Why Gazelle Matters
Posted by josh at January 7th, 2008
I’m not sure if I’ve managed to convince very many people that my parsing framework Gazelle is a big deal. Most people don’t think of parsing as something they do a lot of. A few quick and dirty regular expressions here and there is what most programmers get by on. “Oh, I need to validate an email address? Hrm, that’s something like /[\w\.\-]*@[\w\.]*/ right? Oh wait, the username can have escaped @-signs in it? Ah hell, my regex is close enough.
But forget about all that for a moment. Let’s forget about the crazy productivity gains you could get from just being able to pull a standard email address parsing module that works from any language. Let’s forget about all that and just talk about performance.
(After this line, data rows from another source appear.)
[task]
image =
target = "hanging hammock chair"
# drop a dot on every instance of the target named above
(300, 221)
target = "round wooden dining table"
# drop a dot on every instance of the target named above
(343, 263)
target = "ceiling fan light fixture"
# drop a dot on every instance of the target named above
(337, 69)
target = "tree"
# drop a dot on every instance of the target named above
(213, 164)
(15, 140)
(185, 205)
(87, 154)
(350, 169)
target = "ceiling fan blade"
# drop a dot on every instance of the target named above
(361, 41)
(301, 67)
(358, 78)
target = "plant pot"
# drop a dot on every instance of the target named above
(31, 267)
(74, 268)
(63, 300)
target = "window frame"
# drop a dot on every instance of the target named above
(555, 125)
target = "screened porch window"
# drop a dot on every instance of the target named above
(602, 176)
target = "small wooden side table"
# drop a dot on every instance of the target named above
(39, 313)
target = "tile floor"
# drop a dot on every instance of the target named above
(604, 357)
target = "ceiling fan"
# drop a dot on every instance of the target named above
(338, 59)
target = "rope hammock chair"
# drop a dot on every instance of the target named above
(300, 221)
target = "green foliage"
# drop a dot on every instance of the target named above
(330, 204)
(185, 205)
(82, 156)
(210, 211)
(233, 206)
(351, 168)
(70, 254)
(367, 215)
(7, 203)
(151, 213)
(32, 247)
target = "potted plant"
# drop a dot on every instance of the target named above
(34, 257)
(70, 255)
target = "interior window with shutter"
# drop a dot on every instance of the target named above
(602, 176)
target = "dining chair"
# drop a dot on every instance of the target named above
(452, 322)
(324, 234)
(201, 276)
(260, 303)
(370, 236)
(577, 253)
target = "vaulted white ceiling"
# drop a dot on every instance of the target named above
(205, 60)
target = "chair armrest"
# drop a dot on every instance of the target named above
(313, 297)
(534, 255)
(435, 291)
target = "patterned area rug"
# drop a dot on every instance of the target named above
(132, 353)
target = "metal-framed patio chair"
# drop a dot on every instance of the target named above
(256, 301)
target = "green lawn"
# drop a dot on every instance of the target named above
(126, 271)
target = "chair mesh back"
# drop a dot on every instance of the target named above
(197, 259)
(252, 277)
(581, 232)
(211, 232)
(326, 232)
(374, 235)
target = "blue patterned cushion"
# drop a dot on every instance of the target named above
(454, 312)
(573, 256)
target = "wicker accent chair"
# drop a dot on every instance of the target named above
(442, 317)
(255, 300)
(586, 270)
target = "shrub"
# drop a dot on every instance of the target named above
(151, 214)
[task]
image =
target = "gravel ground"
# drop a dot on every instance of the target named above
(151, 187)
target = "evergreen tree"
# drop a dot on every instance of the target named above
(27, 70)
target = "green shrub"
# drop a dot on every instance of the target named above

I want to talk about Mongrel for a second. Mongrel has been the star of the Ruby Webserver world for a long time because it vastly outperforms the painfully slow pure-Ruby server “Webrick” that ships with Ruby. Mongrel has become something of a soap opera; I won’t go into it, but while that escapade spiraled into a wild frenzy of name calling, dramatic exits, and infighting, another little webserver called Thin came up out of nowhere and poised itself to do Mongrel better than Mongrel.
I haven’t tried Thin myself or verified any of their claims, but they claim to be even faster than Mongrel. How? Well according to them, it is by using “the Mongrel parser, the root of Mongrel speed and security.”
Did you catch that?
Amidst all this drama, time, and effort, the core of Mongrel technology is a fast parser. Mongrel’s technical edge boils down to this, which is a description of the HTTP language written with the regular language parsing tool Ragel.
Imagine if parsers this fast and this powerful (more powerful actually, since Ragel can’t handle context-free grammars) were available directly from Ruby. You would be able to get the performance of Mongrel or Thin without writing any C code at all. Using the Ragel parser, on the other hand, requires writing a custom extension for Ruby, because Ragel generates plain C code.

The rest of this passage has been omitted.